France Culture, Grand reportage, 9 juillet 2021 par Aurélie Kieffer et Benjamin Illy, image: Murat Cetinmuhurdar/PPO/Handout via REUTERS
Le 24 juillet dernier, le président turc Recep Tayyip Erdoğan tournait une page d’Histoire en faisant de Sainte-Sophie un lieu dédié au culte musulman. La « reconquête » de Sainte-Sophie trace-t-elle les contours de la Turquie d’aujourd’hui et de demain ? Nationalisme exacerbé, islamisation assumée ?
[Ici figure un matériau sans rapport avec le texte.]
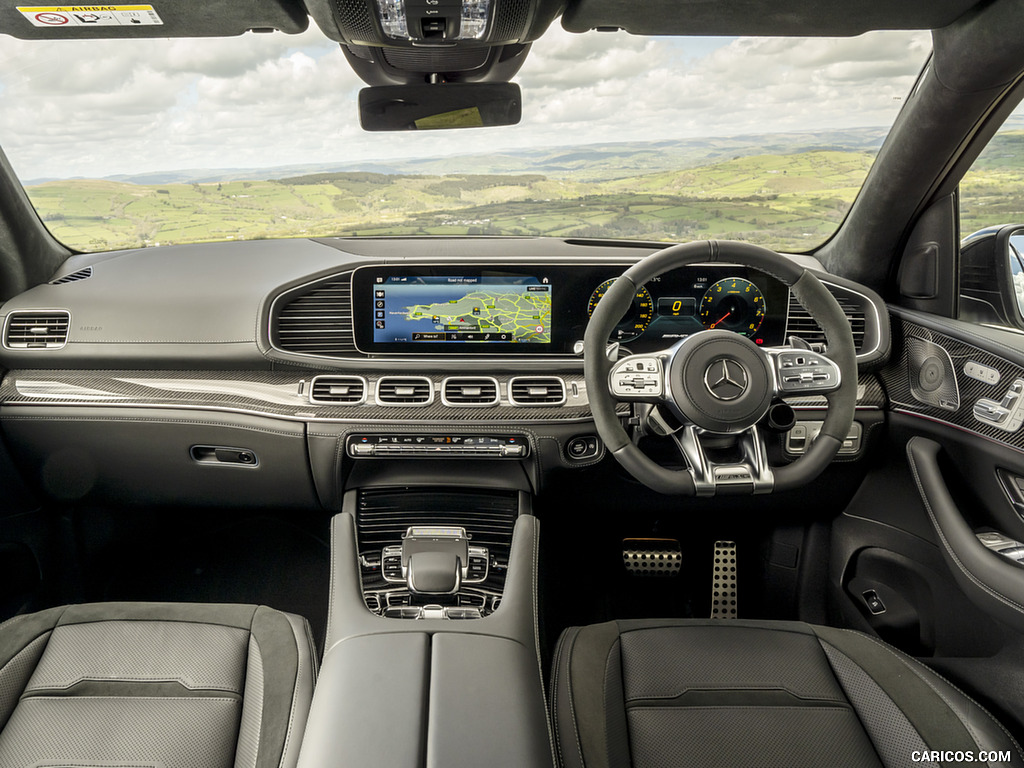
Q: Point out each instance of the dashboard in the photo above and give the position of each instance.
(262, 373)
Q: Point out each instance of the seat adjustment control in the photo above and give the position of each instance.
(1006, 414)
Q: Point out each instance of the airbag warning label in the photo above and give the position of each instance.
(90, 15)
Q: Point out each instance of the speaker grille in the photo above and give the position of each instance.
(435, 60)
(511, 19)
(354, 19)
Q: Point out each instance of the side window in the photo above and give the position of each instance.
(991, 220)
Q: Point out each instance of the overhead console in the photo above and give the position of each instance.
(388, 23)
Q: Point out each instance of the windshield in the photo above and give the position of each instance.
(142, 142)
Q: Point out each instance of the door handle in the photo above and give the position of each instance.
(994, 584)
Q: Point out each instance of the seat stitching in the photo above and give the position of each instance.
(568, 687)
(295, 695)
(330, 607)
(259, 725)
(974, 580)
(911, 667)
(554, 697)
(537, 641)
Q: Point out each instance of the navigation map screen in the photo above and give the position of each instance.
(461, 309)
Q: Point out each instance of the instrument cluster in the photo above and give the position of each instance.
(692, 299)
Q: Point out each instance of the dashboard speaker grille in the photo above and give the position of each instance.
(47, 330)
(74, 276)
(346, 390)
(803, 326)
(470, 390)
(318, 321)
(537, 390)
(404, 390)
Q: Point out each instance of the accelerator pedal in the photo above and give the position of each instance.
(652, 557)
(723, 598)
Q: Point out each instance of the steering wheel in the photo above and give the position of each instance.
(717, 382)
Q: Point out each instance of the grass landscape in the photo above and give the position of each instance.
(792, 198)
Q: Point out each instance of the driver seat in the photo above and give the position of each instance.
(765, 694)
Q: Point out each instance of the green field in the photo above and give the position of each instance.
(787, 201)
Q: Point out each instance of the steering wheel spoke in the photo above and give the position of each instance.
(750, 473)
(802, 372)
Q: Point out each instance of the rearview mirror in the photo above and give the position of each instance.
(424, 108)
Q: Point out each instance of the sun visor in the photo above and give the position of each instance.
(41, 20)
(782, 17)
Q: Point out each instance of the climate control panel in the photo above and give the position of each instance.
(437, 446)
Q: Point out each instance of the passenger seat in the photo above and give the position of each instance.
(174, 685)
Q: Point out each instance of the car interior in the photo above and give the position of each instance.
(623, 502)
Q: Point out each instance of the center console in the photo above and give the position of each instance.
(431, 654)
(401, 530)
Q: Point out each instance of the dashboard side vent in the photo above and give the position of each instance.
(404, 390)
(317, 321)
(344, 390)
(537, 390)
(74, 276)
(803, 326)
(43, 330)
(469, 390)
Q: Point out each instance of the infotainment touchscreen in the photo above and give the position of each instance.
(461, 309)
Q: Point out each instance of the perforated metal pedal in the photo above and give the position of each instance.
(652, 557)
(723, 596)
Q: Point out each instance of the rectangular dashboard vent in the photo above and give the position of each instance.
(803, 326)
(318, 321)
(470, 390)
(404, 390)
(537, 390)
(344, 390)
(44, 330)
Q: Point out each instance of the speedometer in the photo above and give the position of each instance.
(733, 304)
(637, 317)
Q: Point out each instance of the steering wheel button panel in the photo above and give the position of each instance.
(800, 372)
(637, 377)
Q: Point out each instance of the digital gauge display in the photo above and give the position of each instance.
(637, 317)
(733, 304)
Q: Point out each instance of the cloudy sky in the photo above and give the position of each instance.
(104, 108)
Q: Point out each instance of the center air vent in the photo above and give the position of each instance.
(74, 276)
(803, 326)
(46, 330)
(345, 390)
(469, 390)
(317, 320)
(537, 390)
(404, 390)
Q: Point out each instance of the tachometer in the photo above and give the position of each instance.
(637, 317)
(734, 304)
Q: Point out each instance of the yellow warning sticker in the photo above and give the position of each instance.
(90, 15)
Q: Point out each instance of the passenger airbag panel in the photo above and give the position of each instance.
(144, 456)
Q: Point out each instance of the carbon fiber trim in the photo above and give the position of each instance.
(869, 395)
(900, 381)
(266, 393)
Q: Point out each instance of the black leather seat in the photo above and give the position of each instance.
(173, 685)
(660, 693)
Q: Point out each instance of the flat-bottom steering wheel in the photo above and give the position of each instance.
(717, 382)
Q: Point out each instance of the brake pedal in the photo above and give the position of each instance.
(652, 557)
(723, 598)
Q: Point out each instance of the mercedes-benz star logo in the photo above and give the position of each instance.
(725, 379)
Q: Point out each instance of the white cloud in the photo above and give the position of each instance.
(125, 107)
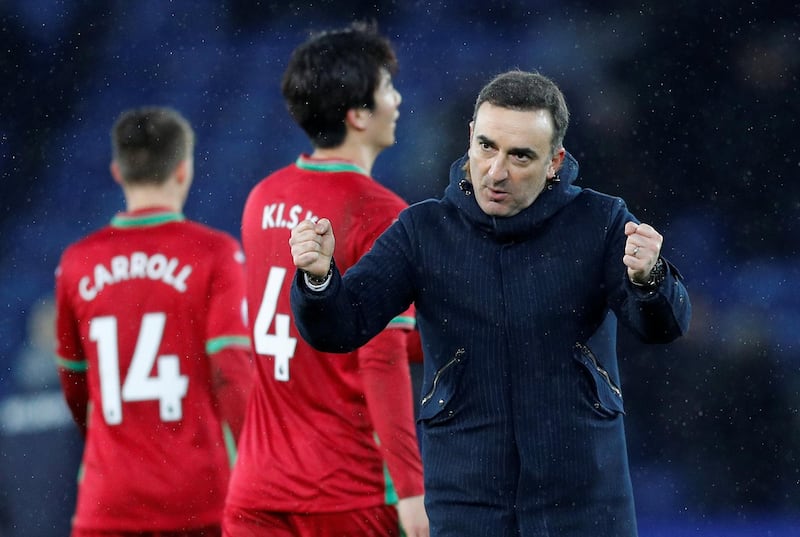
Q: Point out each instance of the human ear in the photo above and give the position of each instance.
(555, 162)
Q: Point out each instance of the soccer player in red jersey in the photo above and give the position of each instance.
(329, 442)
(153, 350)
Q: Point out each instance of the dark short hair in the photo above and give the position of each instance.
(149, 142)
(332, 72)
(521, 90)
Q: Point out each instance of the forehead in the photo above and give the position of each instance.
(514, 128)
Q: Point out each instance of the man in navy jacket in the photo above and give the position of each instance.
(519, 279)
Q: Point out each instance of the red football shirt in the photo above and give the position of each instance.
(321, 429)
(141, 305)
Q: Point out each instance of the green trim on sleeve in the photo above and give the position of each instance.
(129, 221)
(402, 321)
(223, 342)
(72, 365)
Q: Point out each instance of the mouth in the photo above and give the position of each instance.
(497, 196)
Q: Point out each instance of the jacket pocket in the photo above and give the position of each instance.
(605, 392)
(441, 389)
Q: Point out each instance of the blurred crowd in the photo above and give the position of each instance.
(686, 110)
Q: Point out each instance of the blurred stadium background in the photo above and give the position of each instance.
(688, 110)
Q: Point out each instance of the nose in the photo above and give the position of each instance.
(497, 169)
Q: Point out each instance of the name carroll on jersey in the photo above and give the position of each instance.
(136, 265)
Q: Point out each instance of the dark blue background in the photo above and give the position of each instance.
(688, 110)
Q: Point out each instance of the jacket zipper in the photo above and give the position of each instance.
(589, 354)
(445, 367)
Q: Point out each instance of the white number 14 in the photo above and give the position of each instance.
(168, 386)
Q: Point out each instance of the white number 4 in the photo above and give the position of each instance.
(279, 344)
(168, 386)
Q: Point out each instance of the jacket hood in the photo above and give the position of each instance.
(521, 225)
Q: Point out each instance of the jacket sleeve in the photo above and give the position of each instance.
(660, 315)
(352, 309)
(387, 387)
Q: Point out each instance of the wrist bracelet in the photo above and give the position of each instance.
(657, 275)
(319, 280)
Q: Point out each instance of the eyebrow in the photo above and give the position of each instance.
(525, 151)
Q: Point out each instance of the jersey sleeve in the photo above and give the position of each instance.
(70, 357)
(387, 388)
(228, 344)
(226, 325)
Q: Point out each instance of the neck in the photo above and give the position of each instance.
(361, 155)
(145, 197)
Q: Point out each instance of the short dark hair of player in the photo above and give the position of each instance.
(523, 91)
(148, 143)
(332, 72)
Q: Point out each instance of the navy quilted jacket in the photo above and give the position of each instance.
(522, 410)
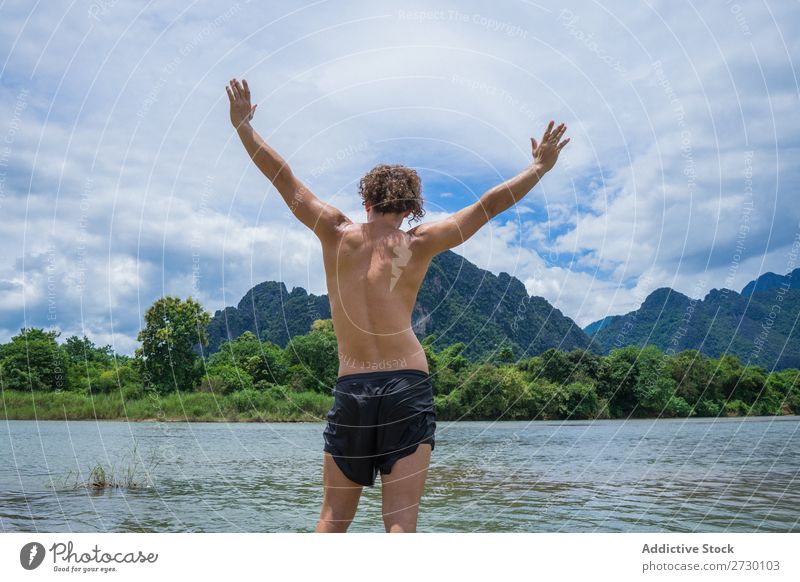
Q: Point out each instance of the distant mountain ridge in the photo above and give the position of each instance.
(758, 325)
(457, 302)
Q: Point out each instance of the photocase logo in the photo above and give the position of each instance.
(31, 555)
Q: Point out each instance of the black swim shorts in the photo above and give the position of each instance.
(378, 418)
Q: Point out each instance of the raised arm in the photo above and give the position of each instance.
(450, 232)
(322, 218)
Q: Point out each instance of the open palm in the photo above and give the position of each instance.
(545, 153)
(239, 96)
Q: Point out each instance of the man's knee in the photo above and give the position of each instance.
(332, 524)
(399, 525)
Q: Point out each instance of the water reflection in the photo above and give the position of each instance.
(682, 476)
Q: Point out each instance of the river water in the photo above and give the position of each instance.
(697, 475)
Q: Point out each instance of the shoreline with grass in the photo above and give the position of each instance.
(245, 406)
(172, 407)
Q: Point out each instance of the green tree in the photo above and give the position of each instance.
(690, 370)
(33, 360)
(83, 350)
(172, 328)
(313, 358)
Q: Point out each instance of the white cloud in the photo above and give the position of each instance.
(125, 126)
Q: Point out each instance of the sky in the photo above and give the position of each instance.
(122, 179)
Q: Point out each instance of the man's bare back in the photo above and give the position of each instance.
(373, 275)
(382, 419)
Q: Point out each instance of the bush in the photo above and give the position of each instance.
(707, 408)
(225, 378)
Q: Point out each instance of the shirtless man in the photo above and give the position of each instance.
(382, 419)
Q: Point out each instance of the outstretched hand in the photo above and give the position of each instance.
(545, 153)
(239, 97)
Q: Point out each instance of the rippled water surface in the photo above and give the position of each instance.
(640, 475)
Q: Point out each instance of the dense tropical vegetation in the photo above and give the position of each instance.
(251, 379)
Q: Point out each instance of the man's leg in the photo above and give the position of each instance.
(340, 499)
(402, 490)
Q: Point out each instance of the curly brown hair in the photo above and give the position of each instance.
(393, 188)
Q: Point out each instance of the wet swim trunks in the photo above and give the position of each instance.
(378, 418)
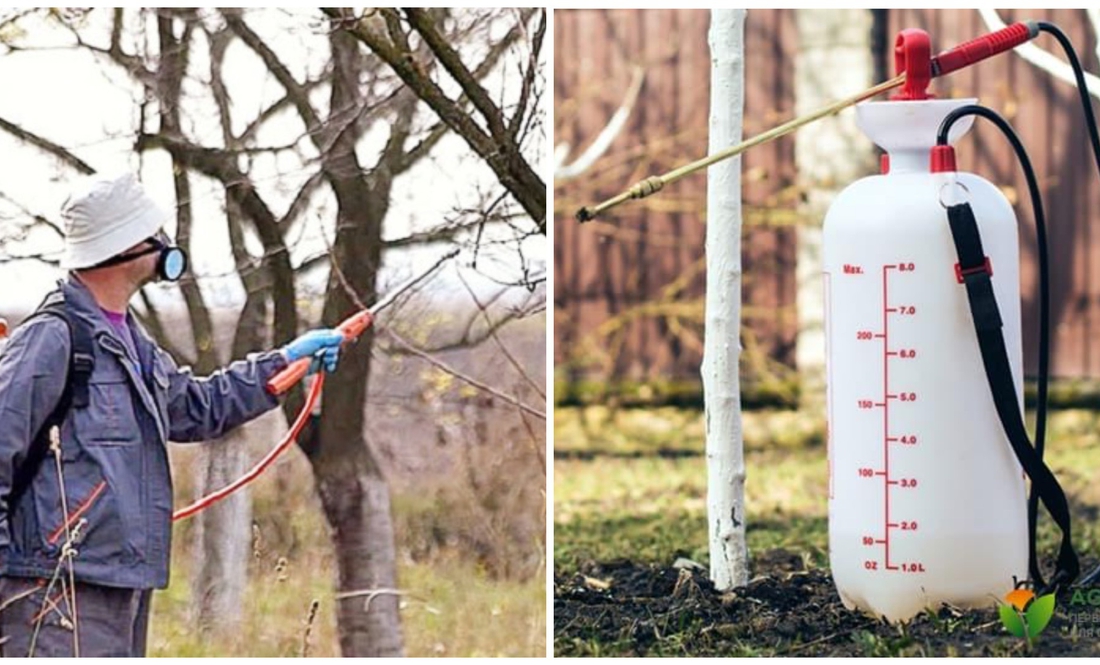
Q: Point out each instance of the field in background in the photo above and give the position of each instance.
(629, 500)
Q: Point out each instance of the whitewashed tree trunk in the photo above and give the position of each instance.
(222, 535)
(725, 460)
(834, 59)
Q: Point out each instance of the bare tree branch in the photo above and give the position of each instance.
(462, 377)
(46, 145)
(495, 147)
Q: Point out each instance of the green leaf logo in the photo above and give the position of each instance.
(1038, 614)
(1025, 616)
(1012, 621)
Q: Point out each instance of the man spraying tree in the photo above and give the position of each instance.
(87, 403)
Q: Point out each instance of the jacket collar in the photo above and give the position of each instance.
(81, 303)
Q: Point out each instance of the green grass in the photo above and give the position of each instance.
(630, 485)
(451, 608)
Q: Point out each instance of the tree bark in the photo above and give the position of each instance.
(725, 458)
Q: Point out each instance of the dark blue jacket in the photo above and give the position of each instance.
(113, 453)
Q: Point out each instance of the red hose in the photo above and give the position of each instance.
(263, 464)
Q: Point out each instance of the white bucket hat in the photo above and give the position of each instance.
(106, 217)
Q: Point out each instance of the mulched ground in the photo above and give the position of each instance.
(622, 608)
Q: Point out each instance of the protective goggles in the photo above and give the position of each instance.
(171, 264)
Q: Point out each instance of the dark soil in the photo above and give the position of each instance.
(622, 608)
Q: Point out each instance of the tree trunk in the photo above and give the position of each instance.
(828, 154)
(355, 497)
(222, 536)
(725, 457)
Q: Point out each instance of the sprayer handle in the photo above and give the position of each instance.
(971, 52)
(352, 328)
(288, 376)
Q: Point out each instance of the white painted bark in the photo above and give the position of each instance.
(834, 58)
(725, 458)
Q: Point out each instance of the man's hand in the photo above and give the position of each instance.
(325, 342)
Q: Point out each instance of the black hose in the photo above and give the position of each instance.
(1044, 297)
(1090, 123)
(1090, 119)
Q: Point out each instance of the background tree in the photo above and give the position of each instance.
(362, 119)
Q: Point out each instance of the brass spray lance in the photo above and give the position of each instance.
(911, 59)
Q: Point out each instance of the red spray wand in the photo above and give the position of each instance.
(352, 328)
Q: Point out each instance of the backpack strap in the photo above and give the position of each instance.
(75, 395)
(974, 272)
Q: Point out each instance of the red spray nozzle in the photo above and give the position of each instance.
(913, 55)
(971, 52)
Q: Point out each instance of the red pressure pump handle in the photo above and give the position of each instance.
(351, 328)
(913, 55)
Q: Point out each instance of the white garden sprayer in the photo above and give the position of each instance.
(928, 453)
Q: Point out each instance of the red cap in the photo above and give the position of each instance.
(913, 56)
(943, 158)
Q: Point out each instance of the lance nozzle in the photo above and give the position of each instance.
(352, 328)
(915, 68)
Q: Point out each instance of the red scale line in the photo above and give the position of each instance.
(886, 413)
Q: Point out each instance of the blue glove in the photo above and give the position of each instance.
(323, 343)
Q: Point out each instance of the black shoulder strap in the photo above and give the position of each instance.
(974, 270)
(75, 395)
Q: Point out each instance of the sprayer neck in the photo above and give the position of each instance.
(910, 161)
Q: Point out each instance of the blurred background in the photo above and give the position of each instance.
(630, 472)
(628, 288)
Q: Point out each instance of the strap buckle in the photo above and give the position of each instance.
(961, 274)
(83, 363)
Sainte Sophie, la plus que millénaire aux multiples vies, icône d’Istanbul, parfois considérée comme la huitième merveille du monde. Un joyau de l’empire byzantin, construite au VIe siècle, basilique pendant près de 1000 ans puis transformée en mosquée quand le sultan Mehmet II conquiert Constantinople en 1453. Elle devient « Aya Sofya » pendant presque cinq siècles et reste mosquée jusqu’en 1934 quand Atatürk, le premier président de la République de Turquie, en fait un musée pour « l’offrir à l’humanité », alors que le pays a pris un virage laïque qui sera finalement gravé dans la constitution.
86 ans après, à nouveau mosquée – par décret – Sainte-Sophie se retrouve aujourd’hui aux prises avec des manœuvres politico-religieuses destinées à renforcer le pouvoir en place, fragilisé par la crise sanitaire et économique.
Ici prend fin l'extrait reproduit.